A couple of years ago I watched the Paul McCartney 'Back in the US' film of his tour, I was impressed by the incredible collage of digital film, animation and video that was projected behind the stage. Maybe this is typical now at pop concerts. I have heard about VJs, a new breed of nightclub and dance scene entrepreneurs who can construct, in real time, mixed digital video projected to go with the music.

Of course this may be a far cry from standing in front of class to give a 'Powerpoint' presentation, but still it's a performance, and how can we make it work well?


Probably one of the most arrogant things to do: use a Powerpoint presentation to advise on how best to give a presentation. Edward Tufte reckons that using Powerpoint reduces everything to a 'sales' pitch. Probably true in some respects but if we are going to use it, let's think about some good practise.

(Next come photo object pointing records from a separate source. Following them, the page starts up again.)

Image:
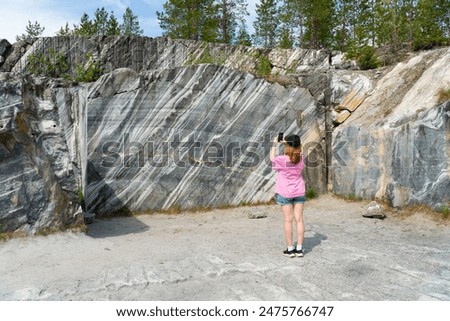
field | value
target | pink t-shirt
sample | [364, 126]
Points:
[289, 181]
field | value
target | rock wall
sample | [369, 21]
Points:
[183, 124]
[395, 146]
[38, 186]
[187, 137]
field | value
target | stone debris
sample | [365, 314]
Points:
[375, 210]
[256, 214]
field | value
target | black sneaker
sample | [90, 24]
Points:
[290, 253]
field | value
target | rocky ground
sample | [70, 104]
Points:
[224, 255]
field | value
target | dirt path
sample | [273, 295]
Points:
[224, 255]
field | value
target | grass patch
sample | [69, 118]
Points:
[445, 212]
[263, 66]
[443, 95]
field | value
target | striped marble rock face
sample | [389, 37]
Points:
[188, 137]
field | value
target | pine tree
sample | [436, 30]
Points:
[290, 24]
[266, 23]
[64, 31]
[318, 23]
[431, 25]
[112, 27]
[32, 30]
[243, 37]
[86, 27]
[130, 25]
[100, 21]
[231, 13]
[189, 19]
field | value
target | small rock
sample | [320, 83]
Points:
[375, 210]
[89, 218]
[256, 215]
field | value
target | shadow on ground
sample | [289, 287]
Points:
[116, 227]
[311, 242]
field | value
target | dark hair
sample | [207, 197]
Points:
[293, 140]
[294, 153]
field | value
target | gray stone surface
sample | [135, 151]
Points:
[395, 145]
[375, 210]
[38, 187]
[222, 255]
[149, 137]
[160, 101]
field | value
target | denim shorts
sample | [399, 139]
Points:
[281, 200]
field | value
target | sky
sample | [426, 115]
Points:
[54, 14]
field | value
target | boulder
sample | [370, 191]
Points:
[375, 210]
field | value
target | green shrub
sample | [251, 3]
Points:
[311, 193]
[445, 211]
[443, 95]
[88, 72]
[52, 64]
[263, 66]
[367, 58]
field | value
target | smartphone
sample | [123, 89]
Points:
[280, 137]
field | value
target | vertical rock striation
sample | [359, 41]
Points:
[38, 188]
[396, 145]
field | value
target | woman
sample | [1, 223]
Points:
[290, 190]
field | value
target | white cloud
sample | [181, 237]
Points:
[48, 13]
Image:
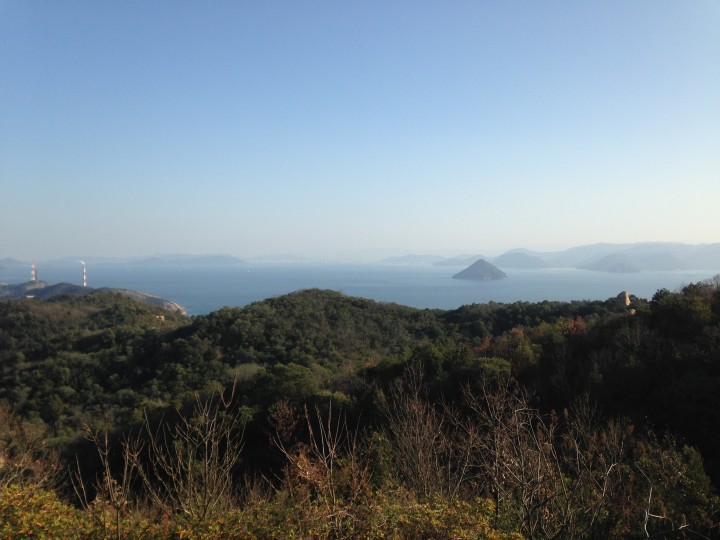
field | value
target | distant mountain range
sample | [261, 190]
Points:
[650, 256]
[637, 257]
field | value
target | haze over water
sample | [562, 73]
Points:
[201, 289]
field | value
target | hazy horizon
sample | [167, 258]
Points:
[330, 130]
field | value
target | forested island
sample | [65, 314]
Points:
[318, 415]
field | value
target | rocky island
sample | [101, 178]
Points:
[481, 270]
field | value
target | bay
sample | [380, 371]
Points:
[201, 288]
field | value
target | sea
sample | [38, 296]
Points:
[205, 288]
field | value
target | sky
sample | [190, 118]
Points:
[351, 129]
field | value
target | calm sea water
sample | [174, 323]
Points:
[202, 289]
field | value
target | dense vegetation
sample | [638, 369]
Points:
[319, 415]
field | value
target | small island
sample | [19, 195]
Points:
[481, 270]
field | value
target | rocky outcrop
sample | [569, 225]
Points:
[481, 270]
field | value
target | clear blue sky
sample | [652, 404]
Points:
[324, 128]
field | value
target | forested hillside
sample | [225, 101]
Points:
[320, 415]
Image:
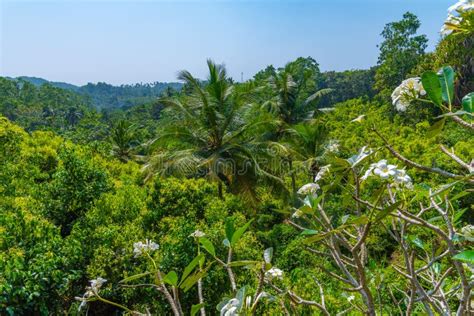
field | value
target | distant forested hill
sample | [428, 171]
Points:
[106, 96]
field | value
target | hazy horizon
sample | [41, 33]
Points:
[121, 42]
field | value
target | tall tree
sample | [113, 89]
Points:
[214, 133]
[400, 52]
[296, 91]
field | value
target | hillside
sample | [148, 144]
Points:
[107, 96]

Here is a link to a PDF (270k) of the original Powerpoint presentation slides.

And here is a link to my presentations using S5 as an alternative method from Powerpoint. I have a blog entry here which explains all this about S5.

Anyway, back to presenting; I have noticed that many of my students do seem to find this whole business very nerve wracking, and if I am honest, I seem to remeber being v. nervous myself, when younger. Is it the fear of being ridiculed or is the lack of confidence just a matter of not really knowing if what you say makes any sense? What we all need is feedback and this could help. My thought is this: the presentation is meant to be a part of this semester's assignment, but why don't I commit to the idea that the feedback is more significant than the numerical mark!

By the way - here is what Bill gates should not have done:

reported by Thomas McMahon

Don't substitute your talk with a Powerpoint presentation. I mean, the slides are just meant as keyframes along the timeline of your talk. helps you to pace yourself and keeps the audience anchored in what you are saying. Don't let the slides take over!
Here is what Edward Tufte says on the subject.


You can, of course post up your PPT file on the web and make a link to it. If you're lucky, the person you want to see it has a copy of Powerpoint, and so they will see it. But, you know, it's a bit like posting up Word files. There is every possibility that that one person who you mean to show it, is someone who has not invested in Powerpoint or Word, but rather, has opted for 'OpenOffice'. Here is what to do; export the Powerpoint slides as Acrobat PDF. The Adobe Reader, is much more pervasive on the web, and users are more likely to have this installed. Your web page can also include a link to the Adobe site, for a free download of the latest Adobe Acrobat Reader.

Powerpoint does also create (a rather messy) HTML version and I don't recommend it. There are other tools on the market.